I am not sure. Lets look at the major activities, which people like to do in the more advanced virtual worlds:
Activities for which Home (currently?) is not well suited
For those, who like to go clubbing ... there are no clubs and there is no way to play individual music streams. For those who like to decorate their virtual homes, there are no decorative elements available other than two dozen pieces of furniture two cacti and two plants. For those who like to “play Barbie”, the selection of clothes is too limited. For those, who like to go shopping … there is not much to buy. For those, who are looking for virtual romance, the platform is severly limited. You cannot style your avatar sexy, or elegant or … “different” at all. Virtual sex is nearly impossible. Avatars cannot move in any other way than by applying two dozen pre-defined moves and text chat is automatically censored. For those, who like to “create stuff”, there is no way to do that. For those who like to “play entrepreneur”, there is no way to deal with other avatars. For those, who like to explore, there is one Main Plaza and less than 10 other locations.

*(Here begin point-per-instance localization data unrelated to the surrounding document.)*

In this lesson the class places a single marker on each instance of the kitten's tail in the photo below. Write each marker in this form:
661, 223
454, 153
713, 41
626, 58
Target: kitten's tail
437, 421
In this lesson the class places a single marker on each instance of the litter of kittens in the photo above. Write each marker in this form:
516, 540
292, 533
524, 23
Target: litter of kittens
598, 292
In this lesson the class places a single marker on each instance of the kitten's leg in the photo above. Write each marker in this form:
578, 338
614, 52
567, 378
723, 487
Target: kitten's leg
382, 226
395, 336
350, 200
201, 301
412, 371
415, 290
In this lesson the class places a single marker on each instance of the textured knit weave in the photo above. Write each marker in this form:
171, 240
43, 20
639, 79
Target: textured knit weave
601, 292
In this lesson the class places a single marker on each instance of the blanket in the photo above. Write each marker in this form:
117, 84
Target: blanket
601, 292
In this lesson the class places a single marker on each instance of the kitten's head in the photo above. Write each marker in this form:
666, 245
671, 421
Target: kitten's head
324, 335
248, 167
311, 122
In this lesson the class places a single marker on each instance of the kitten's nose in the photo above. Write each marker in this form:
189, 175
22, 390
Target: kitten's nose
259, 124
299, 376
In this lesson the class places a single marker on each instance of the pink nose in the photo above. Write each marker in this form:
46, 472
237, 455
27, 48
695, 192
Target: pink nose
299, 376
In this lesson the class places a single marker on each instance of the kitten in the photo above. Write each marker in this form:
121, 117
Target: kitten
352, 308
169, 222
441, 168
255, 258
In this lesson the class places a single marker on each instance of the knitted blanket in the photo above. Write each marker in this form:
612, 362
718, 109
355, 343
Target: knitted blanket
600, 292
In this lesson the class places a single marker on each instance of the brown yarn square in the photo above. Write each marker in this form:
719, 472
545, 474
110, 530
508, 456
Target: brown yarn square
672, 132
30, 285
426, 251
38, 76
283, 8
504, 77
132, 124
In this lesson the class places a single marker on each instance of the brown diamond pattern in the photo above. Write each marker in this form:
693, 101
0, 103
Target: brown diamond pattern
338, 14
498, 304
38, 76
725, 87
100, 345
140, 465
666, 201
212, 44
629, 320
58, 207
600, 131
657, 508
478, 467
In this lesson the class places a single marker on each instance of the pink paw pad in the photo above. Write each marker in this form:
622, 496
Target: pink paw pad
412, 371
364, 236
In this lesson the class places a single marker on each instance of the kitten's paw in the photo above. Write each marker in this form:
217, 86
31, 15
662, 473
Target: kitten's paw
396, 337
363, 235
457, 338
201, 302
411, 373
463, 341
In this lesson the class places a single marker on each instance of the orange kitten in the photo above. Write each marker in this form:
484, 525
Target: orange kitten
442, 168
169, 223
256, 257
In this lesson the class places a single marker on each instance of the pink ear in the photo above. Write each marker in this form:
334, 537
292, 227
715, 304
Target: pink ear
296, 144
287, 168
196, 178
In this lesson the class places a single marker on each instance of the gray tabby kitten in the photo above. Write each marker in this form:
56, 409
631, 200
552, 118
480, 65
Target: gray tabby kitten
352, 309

I know that this might sound utterly unfair. Home is still in early beta, of course. I am afraid, that some of the limitations I have mentioned, are intentional, though, and not a sign of an unfinished platform. I can’t be sure of that. Sony did not publish any kind of development roadmap. But there are certain indicators about the direction Sony is going and about which business model they are trying to apply.
In its current incarnation, Home is basically a relatively small chat platform with a few dozen different “rooms”.